In den Konzertsälen wirken Nuss' Klavierabende wie eine Frischzellentherapie: In der Ingolstädter Eventhalle sieht man am Samstagabend so viele junge Leute einem Klavierabend lauschen wie sonst nie bei einem eher klassischen Konzert. Sie sind meist locker gekleidet, lauschen hoch konzentriert, ja geradezu andächtig dem sympathischen Künstler mit den wuscheligen Haaren und pfeifen und johlen vor Begeisterung.

Aber passt diese Art der Musik überhaupt zu einem klassisch ausgerichteten Festival?

Erstaunlich ist vor allem, wie eigenständig sich die Videospielmusik, besonders in Japan, entwickeln konnte. Die Werke von Uematsu (58), aber auch von Masashi Hamauzu (46) oder Masayoshi Soken (42) sind schwer stilistisch einzuordnen.

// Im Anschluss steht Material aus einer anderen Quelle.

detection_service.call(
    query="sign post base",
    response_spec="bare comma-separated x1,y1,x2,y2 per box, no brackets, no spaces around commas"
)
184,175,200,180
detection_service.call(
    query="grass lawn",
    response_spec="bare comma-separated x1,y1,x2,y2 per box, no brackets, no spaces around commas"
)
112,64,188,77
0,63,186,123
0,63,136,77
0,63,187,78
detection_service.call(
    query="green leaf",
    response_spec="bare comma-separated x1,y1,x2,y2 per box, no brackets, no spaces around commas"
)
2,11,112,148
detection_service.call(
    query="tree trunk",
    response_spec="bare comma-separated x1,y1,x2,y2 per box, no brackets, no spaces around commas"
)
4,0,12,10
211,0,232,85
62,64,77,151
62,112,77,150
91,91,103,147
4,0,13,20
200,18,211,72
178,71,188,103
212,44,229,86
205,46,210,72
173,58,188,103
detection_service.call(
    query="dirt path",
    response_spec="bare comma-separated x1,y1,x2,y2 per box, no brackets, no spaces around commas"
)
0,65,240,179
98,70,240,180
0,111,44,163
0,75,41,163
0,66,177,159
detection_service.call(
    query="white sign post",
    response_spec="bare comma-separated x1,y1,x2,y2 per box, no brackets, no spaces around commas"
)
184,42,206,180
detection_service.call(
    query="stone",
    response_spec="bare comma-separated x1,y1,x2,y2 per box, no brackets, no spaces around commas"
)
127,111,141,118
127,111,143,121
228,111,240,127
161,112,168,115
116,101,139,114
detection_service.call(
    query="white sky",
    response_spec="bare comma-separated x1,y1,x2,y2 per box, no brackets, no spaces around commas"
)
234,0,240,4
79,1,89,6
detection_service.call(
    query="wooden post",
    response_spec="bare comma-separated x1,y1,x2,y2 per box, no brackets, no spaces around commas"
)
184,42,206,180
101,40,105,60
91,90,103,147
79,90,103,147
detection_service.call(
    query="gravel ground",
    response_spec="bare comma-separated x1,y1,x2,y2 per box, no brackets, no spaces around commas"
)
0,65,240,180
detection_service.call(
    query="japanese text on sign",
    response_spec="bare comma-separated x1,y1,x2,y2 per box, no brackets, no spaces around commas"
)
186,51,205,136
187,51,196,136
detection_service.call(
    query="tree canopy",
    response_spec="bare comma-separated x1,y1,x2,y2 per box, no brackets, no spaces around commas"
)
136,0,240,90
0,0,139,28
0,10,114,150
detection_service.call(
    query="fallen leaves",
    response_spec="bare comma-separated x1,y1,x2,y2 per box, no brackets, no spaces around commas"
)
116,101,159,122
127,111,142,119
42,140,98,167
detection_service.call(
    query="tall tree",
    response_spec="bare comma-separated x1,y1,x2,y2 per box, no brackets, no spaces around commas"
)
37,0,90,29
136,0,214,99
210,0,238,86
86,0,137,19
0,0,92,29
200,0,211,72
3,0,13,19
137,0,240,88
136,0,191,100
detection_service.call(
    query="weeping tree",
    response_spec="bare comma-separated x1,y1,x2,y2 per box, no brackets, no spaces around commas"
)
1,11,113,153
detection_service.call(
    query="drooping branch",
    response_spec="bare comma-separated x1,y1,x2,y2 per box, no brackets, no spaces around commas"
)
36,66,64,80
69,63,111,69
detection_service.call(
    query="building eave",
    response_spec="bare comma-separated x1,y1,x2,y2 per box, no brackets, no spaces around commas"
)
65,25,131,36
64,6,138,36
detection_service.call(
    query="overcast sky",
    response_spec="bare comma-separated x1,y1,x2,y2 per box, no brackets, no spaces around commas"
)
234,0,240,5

Sie integrieren geschickt Strömungen der klassischen Musik, aber beziehen sich auch auf Jazz und Pop. So erkennt man leicht die Harmonik von Debussy und Ravel, die Rhythmik von Chick Corea und den pompösen Impetus von großen Filmmusik-Werken von John Williams, besonders bei dramatischen Schlusssteigerungen mancher Werke. Rauschhafte Klangkaskaden, sprudelnde Dreiklang-Explosionen, wie wir sie von Rachmaninow kennen, finden sich hier ebenso wie verhalten-romantischer Melos. Insgesamt allerdings fällt auf, dass sich die Komponisten mit vordergründiger Melodienseligkeit zurückhalten. Die Stücke sind keine Ohrwürmer zum Mitpfeifen, sondern musikdramatische Werke, die das Geschehen auf dem Bildschirm emotional aufladen, die man aber auch ohne die Spiele-Story immer wieder anhören kann. Das atmosphärische Farbenspiel, die lautmalerische Illustration ist wichtiger als die Schönheit der Themen.

Benyamin Nuss spielt energiegeladen, hochvirtuos, die sehnsüchtig-süßlichen Nummern liegen ihm genauso wie das orchestral-vollgriffige Donnern. Jederzeit zu spüren ist der narrative Charakter dieser Musik. "Große Oper im Konsolenformat" nennt Nuss sie.